Batailles choisies #598
Vais-je encore soupirer lassement sur le patriarcat, qui me met au volant du bien-être de ma petite famille, quand mon mari est à la place du (ou fait le) mort? Ou vais-je soupirer sur les Chiliens qui adorent rester enfermés chez eux ? Je ne sais pas. Toujours est-il que je vais soupirer bien fort sur mon Chilien de mari patriarcal. 💀
Rien n’est mieux, pour mes enfants et pour nous leurs parents, que de courir dehors par une longue journée de week-end. Dehors, il y a moins de dispute, il y a nécessairement moins de jouets, moins de murs qui nous enferment dans nos plans mais il y a aussi, et surtout, plus d’espace pour faire des bêtises qui se réparent facilement, le monde entier pour construire des cabanes avec l’imagination plutôt qu’avec les serviettes des parents, et puis dehors, il y a tout simplement le bon air qu’on respire, la joie de se dépenser et de se défouler.
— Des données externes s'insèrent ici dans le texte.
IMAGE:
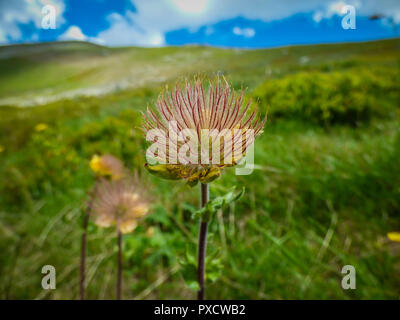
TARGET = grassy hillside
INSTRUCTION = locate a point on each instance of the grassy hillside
(324, 194)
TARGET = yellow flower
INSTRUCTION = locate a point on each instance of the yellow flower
(107, 166)
(394, 236)
(150, 232)
(41, 127)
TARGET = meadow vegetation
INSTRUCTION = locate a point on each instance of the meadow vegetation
(324, 193)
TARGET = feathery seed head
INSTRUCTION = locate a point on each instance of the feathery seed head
(199, 130)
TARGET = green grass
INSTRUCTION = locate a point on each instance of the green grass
(323, 195)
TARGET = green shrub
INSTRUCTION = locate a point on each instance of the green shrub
(348, 97)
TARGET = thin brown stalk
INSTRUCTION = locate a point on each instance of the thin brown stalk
(202, 244)
(83, 251)
(119, 280)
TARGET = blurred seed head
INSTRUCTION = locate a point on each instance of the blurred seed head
(122, 203)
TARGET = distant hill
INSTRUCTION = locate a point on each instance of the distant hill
(32, 74)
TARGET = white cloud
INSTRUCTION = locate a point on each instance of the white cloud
(245, 32)
(75, 33)
(389, 8)
(17, 12)
(153, 18)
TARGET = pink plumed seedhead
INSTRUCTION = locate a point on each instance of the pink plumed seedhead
(213, 125)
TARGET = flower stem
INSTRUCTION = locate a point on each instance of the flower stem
(119, 280)
(202, 244)
(83, 253)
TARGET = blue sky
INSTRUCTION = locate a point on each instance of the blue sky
(227, 23)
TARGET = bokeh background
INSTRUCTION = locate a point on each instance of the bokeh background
(326, 188)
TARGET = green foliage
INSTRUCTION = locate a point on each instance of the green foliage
(349, 97)
(317, 200)
(206, 213)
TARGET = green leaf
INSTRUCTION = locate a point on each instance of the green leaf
(217, 203)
Je ressens souvent le fossé qui me sépare des Chiliens, qui ne sortent pas beaucoup de chez eux. Je me demande, je m’étonne, je m’ébaubis (tout en étant admirative) de leur courage de rester prisonnier de leur maison et de leurs enfants. Je vous jure, dans les rues de notre résidence, rarement un gamin! Vous doutez? Par exemple, ma voisine, que j’apprécie au demeurant, reste chez elle, toute la journée ou presque avec ses enfants de 4 et 1 ans et ne sort que pour aller au supermarché ou lorsque nous arrivons, mes enfants et moi de l’école, en fin de journée. Elle reste alors dans la rue juste devant chez elle, la porte ouverte, au cas où une tempête de criquets se lèverait bibliquement et inopinément. Moi, à l’inverse, je trouve insupportable, physiquement et mentalement, de rester toute la journée à l’intérieur avec mes enfants. Je sors dès que possible, dès qu’il fait jour, dès que le soleil ou une dispute pointe le bout de son nez. C’est d’ailleurs mon planning et ma réponse à tout problème: bon, on sort après le petit-déj, bon, cet après-m’, il vaut mieux sortir se promener, et on va où après? Ne pas pouvoir sortir coupe l’herbe sous le pied de toute ma planification maternelle, de tout mon objectif de maman qui se résume en un verbe: survivre. Je veux arriver au bout de ma journée avec des parents vivants et des enfants d’une humeur correcte.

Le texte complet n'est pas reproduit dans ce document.